The web page for the output predicate begins with a lot of comments. If you are interested, you can use these comments to determine the meaning of each variable in the predicate, and you can discard them if you are not interested. Some of the variables give the bits of the product. Those variables will appear in unit clauses that force them to take on the appropriate value so that they represent the number you input. Some of the variables give the bits of the first factor. Some of the variables give the bits of the second factor. The remaining variables give the values on the wires in the multiplication circuit that is simulated by the predicate. All of the details should be clear from reading the comments. Likewise the details of how the circuit is wired together should be clear.
To ensure that no factors are found for prime numbers, the circuit
requires, for n-bit inputs, that the first factor
have no more than (n-1) bits and that the second
factor has no more than n/2 (rounded up) bits.
The two basic types of multiplication circuits that are implemented are:
For the two basic types of multipliers, the circuit begins by forming all the products ai * bj where ai is a digit from the first number factor and bj is a digit from the second factor. These products are then added, but each multiplier circuit differs in the details of how they carry out the addition.
In the carry-save circuit, row i of the
circuit adds the product from row i
(ai * b*) with the sum and carry (shifted
one column) to obtain a new sum and a new carry. A special adder is
used to add the final sum and final carry. The products from the
first row must go through a linear number of adders to get to the
special adder.
In the Wallace-tree circuit, the rows (with appropriate shifts) are added in groups of three to produce sums and carries. The sums and carries (with appropriate shifts) are again added in groups of three, and this is repeated until there is just one sum and one carry. Then a special adder is used to add the final sum and the final carry. The products from any row need go through only a logarithmic number of adders before they get to the special adder.

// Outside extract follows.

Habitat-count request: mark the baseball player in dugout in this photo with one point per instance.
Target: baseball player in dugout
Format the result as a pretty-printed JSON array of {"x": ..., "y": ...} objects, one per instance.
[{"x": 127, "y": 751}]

The adder type specifies the special adder. The
n-bit adder uses the algorithm (adapted to binary
numbers) taught in grade school. It is simple, but carries must
propagate through a linear number of addition stages.
The fast adder is a log-time adder taken from
Foundations of Computer Science by Aho and Ullman. If you select
Fast for adder type and Wallace for multiplier type, then no
path in the circuit has length longer than a small constant times the number
of bits needed to specify the input integer. It is an interesting
experimental question as to whether such SAT problems are easier.
The predicate generation is written using a Haskell program (inspired by the Lava library). The idea is that one writes completely standard executable specifications for the circuits, and then exploits Haskell type classes to get a non-standard interpretation of the primitives which generates CNF clauses. For example, a half-adder is specified as follows:
halfAdd :: Circuit m => (Bit,Bit) -> m (Bit,Bit)
halfAdd (a,b) =
do carryOut <- and2 (a,b)
sum <- xor2 (a,b)
return (carryOut,sum)
In the standard interpretation, and2 is defined as the
usual operation on booleans:
and2 (Bool x, Bool y) = return (Bool (x && y))In the symbolic interpretation,
and2 instead generates
CNF clauses relating its input variables to its output variables:
and2 (b1, b2) =
do v <- newBitVar
let or1 = Or [b1, b2, notBit v]
or2 = Or [b1, notBit b2, notBit v]
or3 = Or [notBit b1, b2, notBit v]
or4 = Or [notBit b1, notBit b2, v]
addDesc [or1,or2,or3,or4]
return v
This approach to generating the predicates is appealing as it enables
us to use the full power of Haskell to write circuits naturally, test
the circuits extensively using the standard interpretation, and then
simply turn a switch on to use the symbolic interpretation.